Exhibit 3: The “Incredibles” Gold Standard
We must look to Dash Parr of The Incredibles as the better speedster depiction. Dash’s speed tops off at around 600 miles per hour. Because his speed remains Newtonian, he is still bound by the laws of optics. He has to react to what he sees because the light is still faster than he is. There is a weight and a purpose to his movement that the “Modern Speedster” has abandoned. How do I know how fast Dash could run?
The “Water Run” Benchmark: To run on water without falling in, a human of Dash’s mass would need to maintain a forward velocity of at least 195–250 mph. However, Dash doesn’t just skim the surface; he maneuvers and accelerates on it as if it were concrete, which suggests he’s operating much closer to the 400+ mph mark.
The “Thumbtack” Incident: This is the ultimate specimen for audit. Dash runs to the front of the classroom, places a tack, and returns to his seat in approximately 1/24th of a second (one frame of film). Depending on the size of the room, physicists estimate he would need to be moving between 475 mph and 650 mph.
The Sound Barrier (The Line in the Sand): Crucially, Dash stays under 767 mph (Mach 1). We know this because he never produces a sonic boom, which would have shattered every window in that classroom. This keeps him firmly in the “Newtonian” realm, he is extremely fast, but he still exists within a world where light is faster.
The Cinematic Payload: Why Dash Feels “Faster”
Despite being “slower” than his comic-book counterparts, Dash’s jungle sprint feels more intense because the camera respects his momentum.
- The Decision Gap: Because Dash is sub-sonic, he is still receiving visual data in real-time. We see him actively dodging branches and skimming the water. When he runs off a cliff, he doesn’t just “Speed Force” his way to safety; he has to maintain his gait to stay on top of the surface tension.
- The Physicality of Error: Dash actually runs into things. He has to compensate for his own inertia. In contrast, overpowered speedsters often exist in a “Time-Stop” state where they casually move objects around while the rest of the world is frozen.
- The Triumphic Conclusion: By slowing the character down to 400-600 mph, the filmmakers allow the audience to experience the struggle of speed. The Flash isn’t running; he’s just a “Teleporter who moves his legs for fun.” Dash is a runner, and every frame of the jungle chase proves it.
Addressing the “Speed Force” Handwaving
Writers often cite a “Speed Force Sense” to handwave this navigation problem. However, if we accept this waiver, we lose the physics-based stakes. It turns a “Speedster” into a Teleporter who moves his legs for fun.

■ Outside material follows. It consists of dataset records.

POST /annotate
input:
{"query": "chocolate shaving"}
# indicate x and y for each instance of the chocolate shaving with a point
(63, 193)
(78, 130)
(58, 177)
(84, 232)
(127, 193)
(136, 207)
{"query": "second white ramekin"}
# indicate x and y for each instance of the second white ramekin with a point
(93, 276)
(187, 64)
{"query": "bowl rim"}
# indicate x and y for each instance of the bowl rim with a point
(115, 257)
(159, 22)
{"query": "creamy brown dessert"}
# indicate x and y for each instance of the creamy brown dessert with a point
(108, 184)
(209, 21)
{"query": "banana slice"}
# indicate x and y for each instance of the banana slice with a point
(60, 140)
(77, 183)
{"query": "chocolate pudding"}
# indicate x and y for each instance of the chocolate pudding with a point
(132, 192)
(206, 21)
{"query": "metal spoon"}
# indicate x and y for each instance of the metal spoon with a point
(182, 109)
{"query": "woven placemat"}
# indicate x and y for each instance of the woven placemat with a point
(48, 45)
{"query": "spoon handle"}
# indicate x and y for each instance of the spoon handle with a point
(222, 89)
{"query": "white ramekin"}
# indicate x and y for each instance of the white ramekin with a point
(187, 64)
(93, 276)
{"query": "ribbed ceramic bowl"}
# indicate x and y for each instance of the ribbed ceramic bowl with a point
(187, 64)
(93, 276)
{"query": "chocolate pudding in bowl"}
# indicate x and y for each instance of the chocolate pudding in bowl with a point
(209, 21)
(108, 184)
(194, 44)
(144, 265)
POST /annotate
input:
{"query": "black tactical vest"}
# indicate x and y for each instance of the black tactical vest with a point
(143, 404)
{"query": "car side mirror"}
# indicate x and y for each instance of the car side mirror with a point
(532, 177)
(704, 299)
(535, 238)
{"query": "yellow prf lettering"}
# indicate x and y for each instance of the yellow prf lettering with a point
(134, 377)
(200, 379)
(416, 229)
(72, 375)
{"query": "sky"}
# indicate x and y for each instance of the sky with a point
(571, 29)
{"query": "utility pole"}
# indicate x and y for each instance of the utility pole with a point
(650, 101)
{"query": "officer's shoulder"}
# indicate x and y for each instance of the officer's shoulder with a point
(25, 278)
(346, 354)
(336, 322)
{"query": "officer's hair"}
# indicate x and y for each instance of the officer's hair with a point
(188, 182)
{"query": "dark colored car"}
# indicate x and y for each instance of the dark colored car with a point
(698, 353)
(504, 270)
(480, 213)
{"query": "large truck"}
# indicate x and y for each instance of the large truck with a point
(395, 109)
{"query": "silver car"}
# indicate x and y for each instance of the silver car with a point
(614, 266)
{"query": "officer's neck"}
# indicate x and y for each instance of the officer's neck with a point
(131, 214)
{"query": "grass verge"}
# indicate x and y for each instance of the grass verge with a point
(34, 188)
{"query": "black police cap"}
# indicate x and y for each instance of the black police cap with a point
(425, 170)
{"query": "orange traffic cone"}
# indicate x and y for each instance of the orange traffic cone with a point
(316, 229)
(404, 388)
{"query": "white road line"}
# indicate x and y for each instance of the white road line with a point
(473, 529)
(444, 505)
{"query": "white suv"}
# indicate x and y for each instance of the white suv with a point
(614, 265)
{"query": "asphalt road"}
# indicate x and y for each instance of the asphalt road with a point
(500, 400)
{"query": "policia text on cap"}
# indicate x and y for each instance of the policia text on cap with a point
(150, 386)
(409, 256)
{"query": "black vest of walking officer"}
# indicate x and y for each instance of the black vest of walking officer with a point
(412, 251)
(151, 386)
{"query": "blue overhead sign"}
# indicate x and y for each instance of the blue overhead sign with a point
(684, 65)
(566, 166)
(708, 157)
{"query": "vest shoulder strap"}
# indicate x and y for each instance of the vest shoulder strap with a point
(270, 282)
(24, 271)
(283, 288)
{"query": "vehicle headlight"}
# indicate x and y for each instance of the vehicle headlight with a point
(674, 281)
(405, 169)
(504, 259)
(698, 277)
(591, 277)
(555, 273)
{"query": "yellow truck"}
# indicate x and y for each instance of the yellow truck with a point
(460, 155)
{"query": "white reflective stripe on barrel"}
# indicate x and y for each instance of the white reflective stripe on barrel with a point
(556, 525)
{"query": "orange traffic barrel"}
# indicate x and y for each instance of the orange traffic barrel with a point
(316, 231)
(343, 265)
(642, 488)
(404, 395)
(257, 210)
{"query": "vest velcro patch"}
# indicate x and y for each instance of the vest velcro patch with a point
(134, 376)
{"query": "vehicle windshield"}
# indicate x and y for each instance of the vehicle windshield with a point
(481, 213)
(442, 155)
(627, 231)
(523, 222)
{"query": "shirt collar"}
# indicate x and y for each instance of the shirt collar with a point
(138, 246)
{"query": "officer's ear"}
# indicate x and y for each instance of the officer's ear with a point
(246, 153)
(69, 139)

This “Teleportation” issue is most egregious in the common “Time-Stop” scenario. When we see a character like Quicksilver casually strolling through a room of frozen people, we aren’t watching a man moving fast; we are watching a film that has fundamentally broken its own rules of momentum.
Exhibit 2.1: The Kinetic Lie of Manipulation
In these sequences, the hero often stands perfectly still to manipulate objects—repositioning a guard’s hat or flicking a bullet. From a narrative perspective, the logic fully collapses here:
- Momentum Deletion: For a speedster to move a bullet while their own body is stationary, their arm must accelerate to impossible velocities and then decelerate to zero instantly. If they aren’t maintaining a constant forward gait, they aren’t “running” anymore, they have simply exited the flow of time.
- The Ghost in the Room: By treating speed as a “pause button” for the universe, filmmakers turn the character into a ghost rather than a runner. There is no conservation of momentum, no friction, and no physical consequence to their actions.
- The Contrast: This is why Dash’s jungle run is superior. He never “stops time.” He is a physical object moving through a physical world, and the narrative reality of the scene is maintained because his momentum has consequences.